Gathering metrics is something that every web-based business will do – and of course – there are lots of different way to gather metrics. Metrics are invaluable for capacity planning and troubleshooting (including site downtime postmortems).
I would defined a metric as anything that can be discreetly measured at a certain point in time or over a particular standard period, such as a minute or an hour. And I’d break them down into two basic categories.
These are metrics that are used to determine how well your website hardware and software are performing. Generally these will translate well across different businesses as they are often based on the technologies used by the website rather than what service the website offers. Examples would be:
- Memory Usage
- Average Request Response Time
- Request Queue Length
- Request Queue Time
- Page Impressions / sec
- Memory Usage
- Disk I/O
- Transactions / sec
- Blocking and Locking
You’ll find a definition here but any business will want to measure that which indicates the success or otherwise of the business. So these metrics can vary from business to business. Often this will be website signups or transactions of some description. Depending on your business this can also extend to some performance metrics such as Page Impressions / Sec – a portal sight might see this as a business metric for example. In the past we’ve used:
- Signups / min
- Transactions / min
- Page Impressions / min
- Payments / min
- Transfers / min
Setting Up Metrics
Setting up all the above metrics from scratch in a way that can be queried and trended over time can be a very time-consuming undertaking. You’ll spend days and weeks:
- Setting up each individual metric so that it is persisted to file or database
- Creating a database schema to hold all this data
- Writing the agents to gather all these metrics and store or aggregate them every x minutes
- Writing the reports and graphs to visualise all this data over time
- Maintaining all the above when you get new hardware or install new software versions
Give yourself a break!
More and more these days, we do not need to roll our own metrics – especially in regard to performance metrics. As I mentioned, these type of metrics are often transferable from different technologies. Requests / sec means the same thing to a .NET developer as it does to a Ruby on Rails developer. Likewise, you’re an open source Postgres or MySQL developer or administrator then you’ll understand the ramification of high latency disk IO metrics.
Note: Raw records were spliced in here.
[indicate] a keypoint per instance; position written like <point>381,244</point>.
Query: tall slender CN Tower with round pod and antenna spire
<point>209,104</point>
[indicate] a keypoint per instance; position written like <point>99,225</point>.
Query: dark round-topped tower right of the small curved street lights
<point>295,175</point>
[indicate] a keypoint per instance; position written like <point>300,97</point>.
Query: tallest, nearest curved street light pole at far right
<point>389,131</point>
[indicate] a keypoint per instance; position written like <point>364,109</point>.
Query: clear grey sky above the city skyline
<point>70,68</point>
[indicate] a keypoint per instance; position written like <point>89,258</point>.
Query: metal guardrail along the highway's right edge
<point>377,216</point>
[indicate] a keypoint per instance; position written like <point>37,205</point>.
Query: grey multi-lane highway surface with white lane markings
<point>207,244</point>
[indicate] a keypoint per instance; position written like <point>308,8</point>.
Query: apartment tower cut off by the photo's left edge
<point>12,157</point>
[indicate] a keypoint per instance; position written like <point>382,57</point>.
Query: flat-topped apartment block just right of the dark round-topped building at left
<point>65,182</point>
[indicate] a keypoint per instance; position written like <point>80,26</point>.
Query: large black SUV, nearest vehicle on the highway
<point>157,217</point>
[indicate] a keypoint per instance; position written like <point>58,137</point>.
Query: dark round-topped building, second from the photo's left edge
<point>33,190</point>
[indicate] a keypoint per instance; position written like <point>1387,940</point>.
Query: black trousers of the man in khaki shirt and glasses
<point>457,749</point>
So, why not use a cloud based service to monitor your application performance for your Java or PHP application? The idea here is that you install an agent on each of the servers you wish to monitor. These agents will submit metrics information on a stash of standard web server metrics to the cloud-based mothership. No need for you to worry about any of the setup or maintenance of the data, or the reports and graphs. All for a monthly subscription of course!
There are pros and cons to such a hosted metrics service.
- Bandwidth incurred
- Restrictions on customisation of graphs/charts/reports
- A monthly subscription
- Firewalls exceptions for outbound traffic in restricted DMZs
- That particular metric you have a bee in your bonnet about might not be one of those captured
- Quick and simple
- Minimal maintence for new hardware
- No need to worry about the space all these metrics are taking up
- No development overhead
I can really see how this could be attractive to many businesses – especially startups who might have a real limit on development time (i.e. like actually doing business-related stuff!) but still need to show potential investors they care about their metrics.
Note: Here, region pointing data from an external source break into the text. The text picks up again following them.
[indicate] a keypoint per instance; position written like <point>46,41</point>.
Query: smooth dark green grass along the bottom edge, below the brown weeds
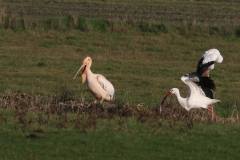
<point>98,145</point>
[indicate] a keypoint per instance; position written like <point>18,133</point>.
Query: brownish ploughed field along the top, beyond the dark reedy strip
<point>204,11</point>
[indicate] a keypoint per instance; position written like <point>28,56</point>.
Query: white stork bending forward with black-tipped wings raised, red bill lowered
<point>199,90</point>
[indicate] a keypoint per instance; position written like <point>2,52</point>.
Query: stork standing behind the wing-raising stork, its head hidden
<point>211,55</point>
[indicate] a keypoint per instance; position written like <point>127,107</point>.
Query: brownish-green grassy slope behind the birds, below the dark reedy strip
<point>142,68</point>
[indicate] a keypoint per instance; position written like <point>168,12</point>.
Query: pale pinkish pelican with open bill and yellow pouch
<point>98,85</point>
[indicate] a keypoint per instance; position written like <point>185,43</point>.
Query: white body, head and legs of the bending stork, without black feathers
<point>196,98</point>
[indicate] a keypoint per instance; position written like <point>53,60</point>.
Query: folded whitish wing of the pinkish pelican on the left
<point>106,85</point>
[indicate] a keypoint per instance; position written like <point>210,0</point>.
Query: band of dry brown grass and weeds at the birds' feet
<point>21,104</point>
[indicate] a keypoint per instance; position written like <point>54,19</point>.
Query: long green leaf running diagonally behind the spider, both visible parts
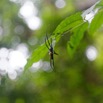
<point>70,22</point>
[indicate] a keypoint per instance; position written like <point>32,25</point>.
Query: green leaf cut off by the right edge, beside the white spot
<point>97,22</point>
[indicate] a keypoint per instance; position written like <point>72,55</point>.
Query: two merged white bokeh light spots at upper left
<point>29,13</point>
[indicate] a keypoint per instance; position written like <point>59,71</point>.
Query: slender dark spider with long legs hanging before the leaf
<point>51,50</point>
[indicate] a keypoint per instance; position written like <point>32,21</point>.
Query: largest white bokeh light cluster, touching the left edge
<point>12,62</point>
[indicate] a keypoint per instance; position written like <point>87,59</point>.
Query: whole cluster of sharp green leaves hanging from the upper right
<point>77,26</point>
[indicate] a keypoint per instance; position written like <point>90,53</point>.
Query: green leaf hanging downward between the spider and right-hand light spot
<point>76,38</point>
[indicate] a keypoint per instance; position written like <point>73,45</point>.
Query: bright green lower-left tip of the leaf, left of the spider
<point>38,54</point>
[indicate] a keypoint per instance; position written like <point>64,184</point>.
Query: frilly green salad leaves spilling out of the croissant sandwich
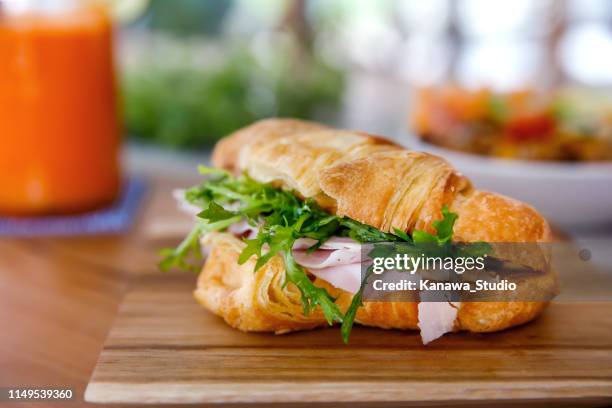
<point>282,218</point>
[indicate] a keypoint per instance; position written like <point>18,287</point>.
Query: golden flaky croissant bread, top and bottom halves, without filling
<point>374,182</point>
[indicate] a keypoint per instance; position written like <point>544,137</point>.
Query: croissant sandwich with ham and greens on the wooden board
<point>282,215</point>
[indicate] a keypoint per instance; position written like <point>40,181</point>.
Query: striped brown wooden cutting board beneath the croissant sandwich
<point>164,348</point>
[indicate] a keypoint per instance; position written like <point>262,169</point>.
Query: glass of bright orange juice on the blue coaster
<point>59,129</point>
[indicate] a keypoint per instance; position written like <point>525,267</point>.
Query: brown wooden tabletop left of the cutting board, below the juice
<point>59,296</point>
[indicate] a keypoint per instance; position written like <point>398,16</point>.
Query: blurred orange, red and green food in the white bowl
<point>564,125</point>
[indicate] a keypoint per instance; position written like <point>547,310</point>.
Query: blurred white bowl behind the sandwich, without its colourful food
<point>568,194</point>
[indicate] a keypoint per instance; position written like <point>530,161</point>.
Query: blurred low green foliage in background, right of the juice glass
<point>185,106</point>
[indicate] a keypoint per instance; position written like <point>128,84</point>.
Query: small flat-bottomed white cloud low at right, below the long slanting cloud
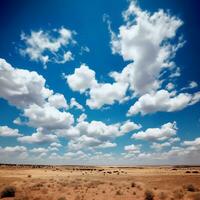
<point>166,131</point>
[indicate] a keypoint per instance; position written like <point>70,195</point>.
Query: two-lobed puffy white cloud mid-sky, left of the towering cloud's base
<point>83,79</point>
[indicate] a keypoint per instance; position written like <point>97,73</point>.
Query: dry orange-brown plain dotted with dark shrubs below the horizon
<point>99,183</point>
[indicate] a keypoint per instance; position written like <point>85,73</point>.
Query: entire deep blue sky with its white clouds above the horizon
<point>98,82</point>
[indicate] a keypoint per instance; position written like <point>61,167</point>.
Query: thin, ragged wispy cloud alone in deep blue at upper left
<point>41,46</point>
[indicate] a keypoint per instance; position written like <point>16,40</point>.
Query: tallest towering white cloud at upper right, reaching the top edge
<point>145,40</point>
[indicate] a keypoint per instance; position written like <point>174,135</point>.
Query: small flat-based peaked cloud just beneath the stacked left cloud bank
<point>38,137</point>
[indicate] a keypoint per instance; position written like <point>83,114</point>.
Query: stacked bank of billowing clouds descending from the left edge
<point>40,106</point>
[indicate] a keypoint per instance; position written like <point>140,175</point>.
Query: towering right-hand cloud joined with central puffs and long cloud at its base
<point>149,41</point>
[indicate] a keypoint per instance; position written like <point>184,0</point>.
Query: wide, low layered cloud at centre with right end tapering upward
<point>96,134</point>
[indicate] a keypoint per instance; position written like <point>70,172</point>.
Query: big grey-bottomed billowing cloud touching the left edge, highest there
<point>21,87</point>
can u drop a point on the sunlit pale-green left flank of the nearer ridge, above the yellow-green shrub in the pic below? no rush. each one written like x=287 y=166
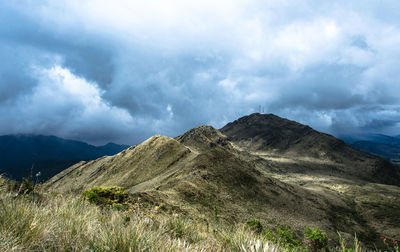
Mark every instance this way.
x=128 y=168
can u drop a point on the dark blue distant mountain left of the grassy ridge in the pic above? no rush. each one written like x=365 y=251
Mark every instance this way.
x=47 y=154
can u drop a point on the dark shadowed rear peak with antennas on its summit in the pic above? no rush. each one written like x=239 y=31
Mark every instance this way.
x=273 y=137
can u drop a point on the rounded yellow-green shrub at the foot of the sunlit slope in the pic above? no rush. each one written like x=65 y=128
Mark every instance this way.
x=114 y=196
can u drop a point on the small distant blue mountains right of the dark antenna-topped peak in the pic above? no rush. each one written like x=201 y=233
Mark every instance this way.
x=387 y=147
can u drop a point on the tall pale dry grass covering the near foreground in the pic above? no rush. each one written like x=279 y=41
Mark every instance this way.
x=48 y=222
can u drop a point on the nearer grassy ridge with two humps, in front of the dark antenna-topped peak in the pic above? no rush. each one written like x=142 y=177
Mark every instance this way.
x=196 y=178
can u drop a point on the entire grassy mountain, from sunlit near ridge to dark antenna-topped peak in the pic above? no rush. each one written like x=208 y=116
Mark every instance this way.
x=260 y=166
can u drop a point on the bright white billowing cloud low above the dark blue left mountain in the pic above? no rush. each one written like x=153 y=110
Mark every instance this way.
x=64 y=104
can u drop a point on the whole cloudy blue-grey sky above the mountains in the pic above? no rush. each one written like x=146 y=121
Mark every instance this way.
x=121 y=71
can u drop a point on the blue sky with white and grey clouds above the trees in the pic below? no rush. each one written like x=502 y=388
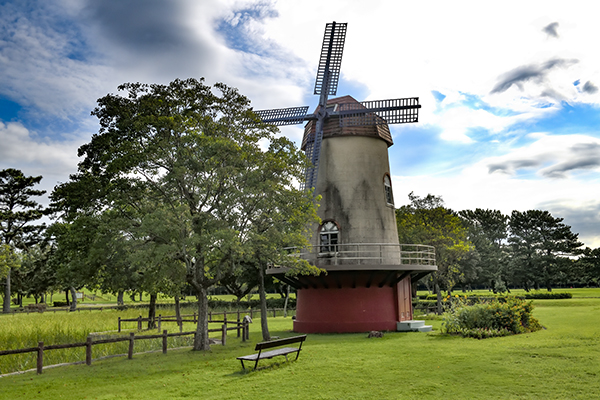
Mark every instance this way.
x=510 y=116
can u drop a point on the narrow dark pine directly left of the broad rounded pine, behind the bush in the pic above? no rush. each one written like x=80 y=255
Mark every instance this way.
x=488 y=231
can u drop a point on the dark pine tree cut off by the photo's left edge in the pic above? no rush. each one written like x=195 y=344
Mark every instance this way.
x=17 y=212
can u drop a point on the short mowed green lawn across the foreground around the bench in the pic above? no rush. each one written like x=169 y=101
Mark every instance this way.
x=562 y=361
The big player out there is New Relic. As an aside for any ColdFusion readers: they don’t support JRun – which is another reason why I think Abobe need to move to a more modern and better supported Java server, such as Tomcat.
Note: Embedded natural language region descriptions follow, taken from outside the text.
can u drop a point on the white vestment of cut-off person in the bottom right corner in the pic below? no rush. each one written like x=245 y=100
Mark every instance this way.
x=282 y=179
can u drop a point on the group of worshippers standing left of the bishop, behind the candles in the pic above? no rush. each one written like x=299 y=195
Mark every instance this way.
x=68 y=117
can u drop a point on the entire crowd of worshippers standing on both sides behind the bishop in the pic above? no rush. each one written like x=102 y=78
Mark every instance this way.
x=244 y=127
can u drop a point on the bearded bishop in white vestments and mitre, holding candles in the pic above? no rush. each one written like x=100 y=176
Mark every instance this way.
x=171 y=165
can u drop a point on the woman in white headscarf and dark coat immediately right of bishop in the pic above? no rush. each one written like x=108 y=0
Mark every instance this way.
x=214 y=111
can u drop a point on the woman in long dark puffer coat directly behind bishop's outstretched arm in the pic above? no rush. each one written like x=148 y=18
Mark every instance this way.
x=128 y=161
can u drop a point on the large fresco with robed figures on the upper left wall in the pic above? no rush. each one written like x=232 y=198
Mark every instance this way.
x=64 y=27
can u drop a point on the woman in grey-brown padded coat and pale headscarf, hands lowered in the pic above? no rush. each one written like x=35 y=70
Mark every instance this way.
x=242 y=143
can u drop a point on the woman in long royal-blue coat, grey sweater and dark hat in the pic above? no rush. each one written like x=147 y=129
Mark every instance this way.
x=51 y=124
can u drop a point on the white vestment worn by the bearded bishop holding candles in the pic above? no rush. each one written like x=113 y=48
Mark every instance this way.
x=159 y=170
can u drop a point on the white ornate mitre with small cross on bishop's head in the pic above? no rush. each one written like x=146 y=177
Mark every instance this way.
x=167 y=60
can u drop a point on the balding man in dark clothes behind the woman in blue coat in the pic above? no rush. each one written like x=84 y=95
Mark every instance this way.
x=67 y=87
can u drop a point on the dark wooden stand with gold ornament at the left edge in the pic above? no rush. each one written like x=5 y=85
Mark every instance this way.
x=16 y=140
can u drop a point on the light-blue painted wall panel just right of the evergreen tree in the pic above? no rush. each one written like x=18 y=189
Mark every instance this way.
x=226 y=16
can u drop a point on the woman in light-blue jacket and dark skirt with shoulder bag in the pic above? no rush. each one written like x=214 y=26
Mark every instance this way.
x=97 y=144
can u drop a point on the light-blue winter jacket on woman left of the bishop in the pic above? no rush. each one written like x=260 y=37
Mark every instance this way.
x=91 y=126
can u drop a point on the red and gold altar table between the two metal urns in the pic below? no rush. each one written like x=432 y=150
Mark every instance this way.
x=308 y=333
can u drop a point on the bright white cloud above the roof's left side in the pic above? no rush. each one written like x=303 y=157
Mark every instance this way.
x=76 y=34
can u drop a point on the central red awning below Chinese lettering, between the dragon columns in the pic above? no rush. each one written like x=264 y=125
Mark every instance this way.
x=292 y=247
If you prefer to gather those metrics in-house then use a metrics gathering facility to help you store and manage this info – rather than doing it from scratch. One I came across recently via the Code as Craft blog – was Graphite (Lunix-only sadly), but it allows you to specify the metric to record, the range of data you’re likely to want to query in future, and the percision to store the data (e.g. one data point per minute / hour) etc.
This type of framework can make the reporting and graphing work a lot simpler and quicker. No more worrying about graphing your data and, as Etsy found, you can mix-in other things like your deployment points.
Great lets put all our metrics in the cloud!
Not so fast. Google Analytics (another hosted service) will help you, for free, gather a massive amount of client-side data for your site such as popular pages. A lot can be gleaned about your business from impressions and click-throughs to certain pages but it can’t see inside your business. For example, GA can’t tell you what the profit was on your transactions or how many of your customers have been active in the past 30 days.
As nice as it may seem for a developer to have one of these cloud-based services tag care of all metrics there is not a snowball’s chance that you’ll get your CIO or CEO to allow your critical business metrics be gathered by a third party. So you’ll probably need to roll your own there.
In conclusion, if you are going to use metrics – think about using a cloub-based service for those performance ones – but you’ll still need to look at a way to gather the business-based ones into the mix. Best of luck!